Alpha-Lipoic Acid Reduces NLRP3/ASC Expression and IL-1β Release in Kupffer Cells and Improves Insulin Signaling in FL83B Hepatocytes Exposed to a Conditioned Medium

Type 2 diabetes mellitus (T2DM) is characterized by insulin resistance and chronic inflammation. This study investigated whether alpha-lipoic acid (ALA), a redox-active compound with established anti-inflammatory properties, can inhibit the activation of the nucleotide-binding oligomerization domain-like receptor family pyrin domain-containing 3 (NLRP3) inflammasome in lipopolysaccharide (LPS)-stimulated Kupffer cells and mitigate inflammation-induced insulin resistance in FL83B hepatocytes. Kupffer cells were pretreated with ALA prior to exposure to LPS and either adenosine triphosphate or nigericin to activate NLRP3 inflammasome. The resulting conditioned medium was collected for cytokine analysis and subsequently used to treat FL83B hepatocytes.

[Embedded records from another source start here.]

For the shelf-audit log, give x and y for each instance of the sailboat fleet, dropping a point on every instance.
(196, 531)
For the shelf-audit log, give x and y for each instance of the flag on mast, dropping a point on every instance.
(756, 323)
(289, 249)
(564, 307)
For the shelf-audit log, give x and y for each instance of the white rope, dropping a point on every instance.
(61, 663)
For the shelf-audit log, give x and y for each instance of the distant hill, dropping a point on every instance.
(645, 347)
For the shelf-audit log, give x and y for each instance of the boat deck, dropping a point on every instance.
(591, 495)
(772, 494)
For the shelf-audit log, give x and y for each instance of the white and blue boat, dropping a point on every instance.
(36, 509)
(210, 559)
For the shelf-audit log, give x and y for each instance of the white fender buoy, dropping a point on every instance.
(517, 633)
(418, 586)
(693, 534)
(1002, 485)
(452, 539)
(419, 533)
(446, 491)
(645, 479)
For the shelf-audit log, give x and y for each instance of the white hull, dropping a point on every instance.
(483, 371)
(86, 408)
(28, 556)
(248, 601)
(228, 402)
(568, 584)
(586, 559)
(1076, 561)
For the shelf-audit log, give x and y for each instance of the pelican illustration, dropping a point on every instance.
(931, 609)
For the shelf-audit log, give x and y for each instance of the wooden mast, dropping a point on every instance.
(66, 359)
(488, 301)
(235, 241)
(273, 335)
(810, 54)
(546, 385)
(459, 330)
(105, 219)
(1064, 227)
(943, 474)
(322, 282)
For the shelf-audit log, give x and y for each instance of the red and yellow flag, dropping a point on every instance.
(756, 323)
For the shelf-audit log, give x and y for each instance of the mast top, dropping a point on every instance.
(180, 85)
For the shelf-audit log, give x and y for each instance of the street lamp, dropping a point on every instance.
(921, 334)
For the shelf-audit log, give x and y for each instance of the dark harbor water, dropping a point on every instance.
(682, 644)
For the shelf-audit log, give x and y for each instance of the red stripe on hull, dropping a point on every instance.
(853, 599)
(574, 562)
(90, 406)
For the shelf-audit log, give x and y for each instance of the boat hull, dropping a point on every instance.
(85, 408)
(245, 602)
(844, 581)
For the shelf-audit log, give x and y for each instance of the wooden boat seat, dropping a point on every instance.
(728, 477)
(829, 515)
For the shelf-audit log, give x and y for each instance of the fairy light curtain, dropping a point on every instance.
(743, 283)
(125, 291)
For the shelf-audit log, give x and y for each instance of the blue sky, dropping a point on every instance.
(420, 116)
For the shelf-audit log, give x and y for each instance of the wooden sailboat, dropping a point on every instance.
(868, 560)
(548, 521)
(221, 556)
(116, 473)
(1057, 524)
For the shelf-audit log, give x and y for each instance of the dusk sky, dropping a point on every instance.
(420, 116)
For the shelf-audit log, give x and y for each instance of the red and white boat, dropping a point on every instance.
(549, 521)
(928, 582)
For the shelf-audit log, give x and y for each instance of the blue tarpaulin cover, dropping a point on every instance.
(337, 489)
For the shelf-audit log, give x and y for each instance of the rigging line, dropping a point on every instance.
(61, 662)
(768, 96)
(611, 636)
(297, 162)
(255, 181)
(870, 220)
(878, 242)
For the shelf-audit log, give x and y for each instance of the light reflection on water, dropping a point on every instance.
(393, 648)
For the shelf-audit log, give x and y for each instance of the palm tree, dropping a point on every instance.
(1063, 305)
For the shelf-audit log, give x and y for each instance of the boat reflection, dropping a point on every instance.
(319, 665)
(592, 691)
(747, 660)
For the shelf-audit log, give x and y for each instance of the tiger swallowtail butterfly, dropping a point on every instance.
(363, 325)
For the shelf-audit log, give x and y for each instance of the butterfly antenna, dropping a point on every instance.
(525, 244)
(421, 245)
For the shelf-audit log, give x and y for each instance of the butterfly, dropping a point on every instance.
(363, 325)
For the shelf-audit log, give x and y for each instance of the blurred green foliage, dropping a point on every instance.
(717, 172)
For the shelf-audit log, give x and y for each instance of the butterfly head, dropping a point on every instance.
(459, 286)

ALA reduced LPS-induced interleukin-1β (IL-1β) secretion in a concentration-dependent manner, whereas a modest but significant decrease in tumor necrosis factor-alpha (TNF-α) was observed only at the highest dose (2000 μM; p < 0.05). Western blot analysis demonstrated that ALA suppressed the expression of NLRP3 and nuclear factor-kappa B (NF-κB) (p < 0.05) and inhibited the phosphorylation of extracellular signal-regulated kinase (ERK). Additionally, ALA preserved mitochondrial membrane potential in Kupffer cells. Kupffer cells treated with ALA (100 μM) prior to LPS stimulation significantly enhanced glucose uptake and upregulated the expression of insulin signaling related proteins, including phosphorylated phosphoinositide 3-kinase (p-PI3K), phosphorylated protein kinase B (p-Akt) and glucose transporter type 2 (GLUT2) expression, in FL83B hepatocytes cultured with a conditioned medium from LPS-primed and ATP/nigericin-stimulated Kupffer cells (p < 0.05). These findings highlight the potential of ALA as a modulator of hepatic immune-metabolic interactions and support its therapeutic relevance for managing insulin resistance in T2DM.